Linear Evaluation

July 7, 2023 · View on GitHub

We provide the linear evaluation scripts here. The evaluation setting mainly follows MAE, which uses 16384 batch size and LARS optimizer.

Train with torch.distributed.launch

This method supports training on multi-nodes with torch.distributed.launch. For example, to conduct linear evaluation on 2 nodes, run the command below.

On node 1:

  sh ./configs/linprobe/dist_linprobe_sim_base.sh ${MASTER_ADDR} 0 2 ${CKPT_PATH} ${DATA_PATH}

On node 2:

  sh ./configs/linprobe/dist_linprobe_sim_base.sh ${MASTER_ADDR} 1 2 ${CKPT_PATH} ${DATA_PATH}

Note: The ${MASTER_ADDR} is the ip address of rank 0 node.

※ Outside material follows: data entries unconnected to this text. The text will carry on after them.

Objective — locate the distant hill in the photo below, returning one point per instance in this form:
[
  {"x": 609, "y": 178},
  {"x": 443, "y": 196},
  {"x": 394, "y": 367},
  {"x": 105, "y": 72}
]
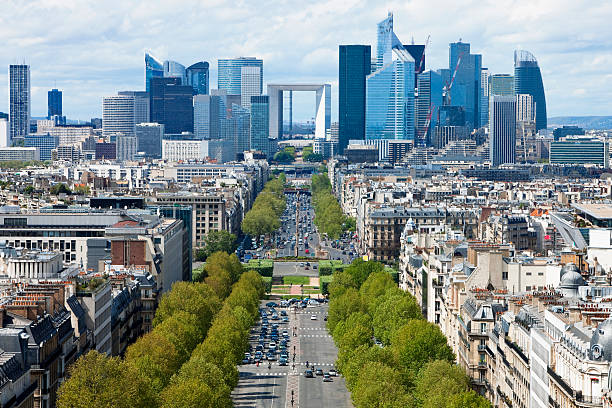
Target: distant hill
[{"x": 585, "y": 122}]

The second and third arguments specify the node rank and node number respectively. You need to adjust them if different node numbders are used.

Train on a slurm cluster

If you need to run the linear evaluation on a slurm cluster, use the command below to run on ${GPUS}/${GPUS_PER_NODE} nodes with ${GPUS_PER_NODE} gpus on each node:

  sh ./configs/linprobe/slurm_linprobe_sim_base.sh ${GPUS} ${GPUS_PER_NODE} ${QUOTATYPE} ${PARTITION} ${CKPT_PATH} ${DATA_PATH}